How to check variables for uniqueness ?

Lew · Jan 18, 2007

John said:
Returning to the original context of this discussion, I repeat my
assertion that it also /should/ be simple to use strings as map keys,
and to do so case-insensitively if you so desire. AFAICT, in fact, using
toUpperCase might be the way to do it, avoiding equalsIgnoreCase and
toLowerCase. The weird German word with the untypable character becomes
"BEISSEN" and so presumably does "beissen", so all variations on that
become one key value. I guess x.toUpperCase().equals(y.toUpperCase())
has to be used as the "real" equalsIgnoreCase() then. And to get a
canonical lower case form, x.toUpperCase().toLowerCase(), which will
turn any spelling of that same word into "beissen". That becomes the
"real" toLowerCase() then.

Your observations are correct. It is not generally true that for non-null
String foo

foo.toUpperCase().toLowerCase().equals( foo );

nor that

foo.toUpperCase().length() == foo.length()

nor that

foo.equalsIgnoreCase( foo.toUpperCase() )

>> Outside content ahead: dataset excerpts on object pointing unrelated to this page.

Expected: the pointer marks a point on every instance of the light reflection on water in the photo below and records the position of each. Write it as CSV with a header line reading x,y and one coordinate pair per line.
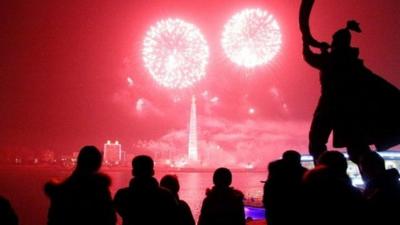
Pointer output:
x,y
24,187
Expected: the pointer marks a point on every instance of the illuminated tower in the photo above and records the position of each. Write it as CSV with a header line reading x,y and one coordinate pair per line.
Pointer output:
x,y
112,152
192,147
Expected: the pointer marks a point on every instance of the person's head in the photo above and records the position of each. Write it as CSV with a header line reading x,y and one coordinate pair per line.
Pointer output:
x,y
292,157
89,159
222,177
142,166
333,160
371,165
342,37
171,183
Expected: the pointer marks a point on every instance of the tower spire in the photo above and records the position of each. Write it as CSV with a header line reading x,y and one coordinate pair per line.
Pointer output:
x,y
192,147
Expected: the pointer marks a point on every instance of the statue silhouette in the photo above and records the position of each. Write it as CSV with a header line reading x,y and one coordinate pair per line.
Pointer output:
x,y
356,105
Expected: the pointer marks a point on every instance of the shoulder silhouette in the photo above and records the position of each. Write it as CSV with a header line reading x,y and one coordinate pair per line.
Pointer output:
x,y
143,202
283,189
84,197
382,189
329,196
223,204
185,215
7,213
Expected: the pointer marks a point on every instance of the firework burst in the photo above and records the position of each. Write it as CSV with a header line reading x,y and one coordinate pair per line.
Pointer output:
x,y
175,53
251,38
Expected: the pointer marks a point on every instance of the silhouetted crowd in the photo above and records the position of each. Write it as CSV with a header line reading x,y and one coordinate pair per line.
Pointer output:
x,y
293,194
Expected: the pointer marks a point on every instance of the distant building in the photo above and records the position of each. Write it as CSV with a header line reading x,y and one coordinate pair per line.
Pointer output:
x,y
112,152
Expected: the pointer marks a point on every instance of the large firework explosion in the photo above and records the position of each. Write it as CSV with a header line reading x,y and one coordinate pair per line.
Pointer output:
x,y
175,53
251,38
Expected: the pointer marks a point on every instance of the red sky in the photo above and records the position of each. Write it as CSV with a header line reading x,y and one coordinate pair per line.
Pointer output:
x,y
64,68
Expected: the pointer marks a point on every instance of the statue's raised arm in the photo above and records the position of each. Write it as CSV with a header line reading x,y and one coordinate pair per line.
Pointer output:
x,y
304,22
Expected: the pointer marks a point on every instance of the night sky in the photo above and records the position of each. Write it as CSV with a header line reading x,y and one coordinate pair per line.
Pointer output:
x,y
71,73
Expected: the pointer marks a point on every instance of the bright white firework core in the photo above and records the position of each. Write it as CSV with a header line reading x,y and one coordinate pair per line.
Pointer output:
x,y
175,53
251,38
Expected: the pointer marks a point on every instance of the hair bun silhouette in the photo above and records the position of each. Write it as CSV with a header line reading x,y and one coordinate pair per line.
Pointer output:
x,y
353,25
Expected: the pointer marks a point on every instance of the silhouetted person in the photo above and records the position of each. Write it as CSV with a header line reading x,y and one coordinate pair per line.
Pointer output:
x,y
185,215
329,196
84,197
282,190
358,106
144,202
223,204
7,213
382,189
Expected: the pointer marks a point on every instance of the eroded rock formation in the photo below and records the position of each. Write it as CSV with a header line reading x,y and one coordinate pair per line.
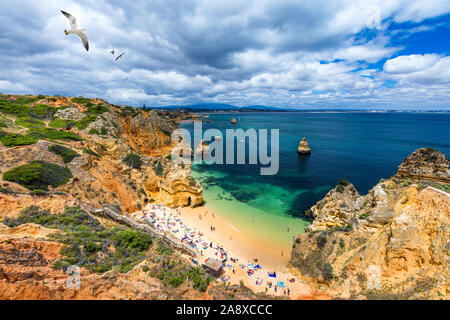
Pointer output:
x,y
391,243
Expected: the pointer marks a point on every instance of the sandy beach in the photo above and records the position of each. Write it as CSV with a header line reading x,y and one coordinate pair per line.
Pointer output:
x,y
245,260
230,237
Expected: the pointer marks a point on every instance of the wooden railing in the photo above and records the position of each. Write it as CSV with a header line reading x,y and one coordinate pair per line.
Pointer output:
x,y
113,214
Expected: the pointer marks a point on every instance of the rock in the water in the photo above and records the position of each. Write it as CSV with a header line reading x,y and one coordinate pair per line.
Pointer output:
x,y
427,164
304,148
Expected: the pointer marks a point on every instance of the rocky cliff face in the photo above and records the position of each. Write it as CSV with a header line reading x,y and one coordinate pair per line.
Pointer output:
x,y
393,242
108,134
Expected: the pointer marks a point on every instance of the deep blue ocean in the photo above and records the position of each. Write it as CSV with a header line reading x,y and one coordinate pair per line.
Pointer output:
x,y
360,147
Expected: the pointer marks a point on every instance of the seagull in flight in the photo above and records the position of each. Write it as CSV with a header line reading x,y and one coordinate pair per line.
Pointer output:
x,y
120,56
75,30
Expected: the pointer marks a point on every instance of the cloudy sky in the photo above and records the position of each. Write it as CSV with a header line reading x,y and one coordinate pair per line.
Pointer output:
x,y
305,54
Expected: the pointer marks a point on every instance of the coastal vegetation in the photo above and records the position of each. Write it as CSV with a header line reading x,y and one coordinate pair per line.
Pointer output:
x,y
38,175
100,249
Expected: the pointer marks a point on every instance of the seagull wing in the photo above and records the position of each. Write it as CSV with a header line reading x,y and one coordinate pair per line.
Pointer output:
x,y
72,20
120,56
84,39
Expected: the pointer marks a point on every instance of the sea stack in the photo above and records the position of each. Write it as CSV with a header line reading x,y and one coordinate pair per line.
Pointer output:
x,y
303,147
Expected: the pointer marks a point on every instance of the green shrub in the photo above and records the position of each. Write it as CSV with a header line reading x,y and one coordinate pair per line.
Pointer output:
x,y
61,124
92,153
38,175
52,134
13,140
177,280
133,160
43,111
67,154
5,123
131,239
19,107
96,109
84,123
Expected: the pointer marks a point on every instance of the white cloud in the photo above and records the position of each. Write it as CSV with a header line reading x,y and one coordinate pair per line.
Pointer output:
x,y
411,63
428,69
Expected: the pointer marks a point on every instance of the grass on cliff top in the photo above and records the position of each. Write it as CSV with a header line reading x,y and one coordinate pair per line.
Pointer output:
x,y
88,243
5,123
30,123
13,140
19,107
61,124
38,175
67,154
34,135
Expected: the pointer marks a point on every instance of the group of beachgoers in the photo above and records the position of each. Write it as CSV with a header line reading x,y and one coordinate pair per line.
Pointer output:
x,y
169,222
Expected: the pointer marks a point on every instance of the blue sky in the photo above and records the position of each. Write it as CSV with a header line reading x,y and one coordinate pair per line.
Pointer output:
x,y
311,54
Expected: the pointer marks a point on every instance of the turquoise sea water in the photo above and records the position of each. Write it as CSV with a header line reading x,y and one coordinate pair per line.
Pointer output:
x,y
360,147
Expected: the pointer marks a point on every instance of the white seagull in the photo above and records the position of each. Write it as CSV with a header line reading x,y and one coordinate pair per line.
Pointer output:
x,y
120,56
75,30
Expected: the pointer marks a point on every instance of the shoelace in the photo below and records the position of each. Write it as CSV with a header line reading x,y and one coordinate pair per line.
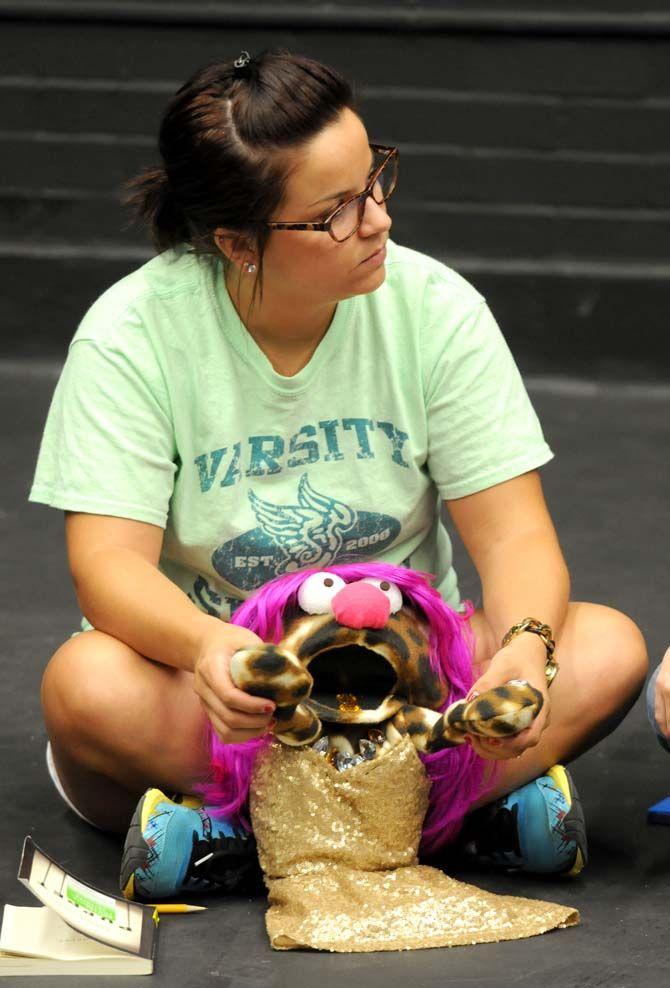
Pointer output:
x,y
230,863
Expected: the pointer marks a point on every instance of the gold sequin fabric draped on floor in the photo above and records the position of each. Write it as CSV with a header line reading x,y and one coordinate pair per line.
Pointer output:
x,y
339,855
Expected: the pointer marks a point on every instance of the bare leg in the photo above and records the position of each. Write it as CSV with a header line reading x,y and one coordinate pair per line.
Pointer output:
x,y
603,662
118,724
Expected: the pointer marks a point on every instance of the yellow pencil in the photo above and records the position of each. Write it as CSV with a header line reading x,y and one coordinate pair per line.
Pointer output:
x,y
175,907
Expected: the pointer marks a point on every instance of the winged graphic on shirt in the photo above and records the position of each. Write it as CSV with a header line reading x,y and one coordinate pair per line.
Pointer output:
x,y
307,533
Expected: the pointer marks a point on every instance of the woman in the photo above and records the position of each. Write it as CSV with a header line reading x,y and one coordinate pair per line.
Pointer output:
x,y
282,386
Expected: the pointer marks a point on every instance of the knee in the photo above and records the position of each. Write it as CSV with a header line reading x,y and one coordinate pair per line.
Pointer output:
x,y
616,647
80,686
627,648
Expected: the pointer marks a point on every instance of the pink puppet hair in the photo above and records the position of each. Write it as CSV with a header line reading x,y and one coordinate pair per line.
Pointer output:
x,y
456,773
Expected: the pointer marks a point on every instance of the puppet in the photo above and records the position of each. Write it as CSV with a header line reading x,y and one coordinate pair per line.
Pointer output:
x,y
369,670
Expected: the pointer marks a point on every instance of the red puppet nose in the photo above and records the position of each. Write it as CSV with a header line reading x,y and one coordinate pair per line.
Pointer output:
x,y
361,605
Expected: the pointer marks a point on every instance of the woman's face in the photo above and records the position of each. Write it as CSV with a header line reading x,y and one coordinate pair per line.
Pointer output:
x,y
332,167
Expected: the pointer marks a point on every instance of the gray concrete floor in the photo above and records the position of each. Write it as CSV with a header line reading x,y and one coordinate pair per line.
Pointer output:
x,y
608,492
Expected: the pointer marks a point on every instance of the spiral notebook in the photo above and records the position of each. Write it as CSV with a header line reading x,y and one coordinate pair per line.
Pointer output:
x,y
77,930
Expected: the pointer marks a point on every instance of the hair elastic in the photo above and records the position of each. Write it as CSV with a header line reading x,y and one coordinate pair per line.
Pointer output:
x,y
241,66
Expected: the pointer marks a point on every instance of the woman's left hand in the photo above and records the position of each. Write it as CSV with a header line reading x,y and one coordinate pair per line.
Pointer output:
x,y
524,658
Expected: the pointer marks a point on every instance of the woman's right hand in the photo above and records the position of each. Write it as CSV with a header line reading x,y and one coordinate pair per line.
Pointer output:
x,y
235,716
662,696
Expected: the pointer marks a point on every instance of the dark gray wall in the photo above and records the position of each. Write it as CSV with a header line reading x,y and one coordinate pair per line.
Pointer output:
x,y
534,146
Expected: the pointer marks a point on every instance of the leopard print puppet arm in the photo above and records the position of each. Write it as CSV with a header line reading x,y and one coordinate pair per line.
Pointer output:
x,y
277,674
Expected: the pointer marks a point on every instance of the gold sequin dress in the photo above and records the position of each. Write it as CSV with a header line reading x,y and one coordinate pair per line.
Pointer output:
x,y
339,855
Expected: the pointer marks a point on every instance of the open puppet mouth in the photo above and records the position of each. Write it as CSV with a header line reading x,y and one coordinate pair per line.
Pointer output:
x,y
351,684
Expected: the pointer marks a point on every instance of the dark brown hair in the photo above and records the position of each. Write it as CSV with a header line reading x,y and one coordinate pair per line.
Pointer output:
x,y
221,141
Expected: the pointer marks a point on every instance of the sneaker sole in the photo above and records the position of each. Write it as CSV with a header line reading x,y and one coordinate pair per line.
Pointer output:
x,y
574,818
136,849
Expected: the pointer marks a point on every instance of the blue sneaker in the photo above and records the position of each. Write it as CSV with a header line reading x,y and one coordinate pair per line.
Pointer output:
x,y
174,846
538,828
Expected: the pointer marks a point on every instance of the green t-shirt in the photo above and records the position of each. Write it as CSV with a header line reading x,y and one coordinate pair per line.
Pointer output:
x,y
168,412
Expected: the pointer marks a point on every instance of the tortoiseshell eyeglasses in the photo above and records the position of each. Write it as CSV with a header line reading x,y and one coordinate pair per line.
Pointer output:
x,y
346,218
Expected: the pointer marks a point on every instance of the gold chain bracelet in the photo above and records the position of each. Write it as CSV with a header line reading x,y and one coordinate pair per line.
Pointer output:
x,y
544,632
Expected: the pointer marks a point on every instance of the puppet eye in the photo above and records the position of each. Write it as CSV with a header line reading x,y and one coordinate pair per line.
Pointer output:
x,y
393,592
317,592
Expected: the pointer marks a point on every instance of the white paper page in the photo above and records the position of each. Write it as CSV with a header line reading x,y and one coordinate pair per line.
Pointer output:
x,y
37,931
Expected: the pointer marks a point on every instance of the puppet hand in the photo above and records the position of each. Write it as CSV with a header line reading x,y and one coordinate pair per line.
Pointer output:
x,y
234,715
277,674
522,660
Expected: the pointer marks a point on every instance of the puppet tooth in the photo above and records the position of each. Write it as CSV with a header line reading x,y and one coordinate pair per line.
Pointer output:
x,y
322,745
343,744
368,749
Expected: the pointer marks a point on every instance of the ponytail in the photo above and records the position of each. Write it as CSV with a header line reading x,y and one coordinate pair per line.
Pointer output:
x,y
152,202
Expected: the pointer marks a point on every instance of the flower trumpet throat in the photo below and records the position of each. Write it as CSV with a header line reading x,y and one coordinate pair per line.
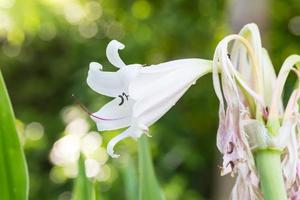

This is by design. Nowhere does anyone claim that these equalities hold. You
may lament all you wish that they do not.

- Lew

Chris Uppal · Jan 19, 2007

John said:
I checked the history of this thread again and saw that it started with
a post by one Oliver Wong. I then googled this bloke, and found in this
same newsgroup a thread of around 500 articles half of them authored by
him. I get the impression he's an extremely argumentative, arrogant and
condescending man whose primary mission in life is to find postings in
this newsgroup and attack them accusing the author of making mistakes if
he finds anything in them that differs in the slightest from his
personal beliefs.

Look, we all know who you are.

I, personally, was willing to assume that your new nom de plume reflected a
desire on your part to start afresh here, without the baggage of your previous
(occasionally atrocious) behaviour. I have been, despite slight misgivings,
happy to interact with "John Ersatznom" as if he were a brand new member of
this community.

I would /still/ be willing to act on that assumption, even if you want to
provoke acrimonious dispute (though somehow I doubt if you'd find it easy to
persuade Oliver to join in), but this kind of glove-puppetry is just sickening.
The point is not the slur against Oliver (although I respect him, and don't
want to see him slagged off, I respect him enough to think that he can look
after himself in these matters) but the above quoted paragraph is an insult to
every reader's intelligence.

How, or even whether, other people choose to react is their affair, but you
have passed the bounds of /my/ tolerance.

-- chris

John W. Kennedy · Jan 19, 2007

John said:
I don't think this is relevant here. Someone familiar with FP math won't
be surprised by the behavior of the above. But a programmer using
toUpperCase on strings to key a hash table for case-insensitive lookup
is going to be surprised if they do weird things like change length,
compare equal for strings that aren't equalsIgnoreCase(), and the like.
Remember, most programmers a) are English speaking and b) have
backgrounds in various programming languages, often including ones with
ASCII string classes and case-transforming methods that behave in the
"usual" way -- that is, each output letter corresponds to 1 input letter
under a fairly basic transformation rule.

Ineducable.

*PLONK*

Ian Wilson · Jan 19, 2007

John said:
Ian said:

[American newspapers] might use the 6 character a\uFB04uent in article text but the 8
character AFFLUENT in headlines.

Click to expand...

??

Encoding not apparently supported at my end, sorry.

Apparently you are wrong.

The quoted text above is all encoded in ASCII. It wasn't intended to
present an ffi ligature on your screen. It contains an ASCII
representation of the Unicode code-point for an ffi ligature, in a form
(\uXXXX) that should be familiar to readers of Java newsgroups.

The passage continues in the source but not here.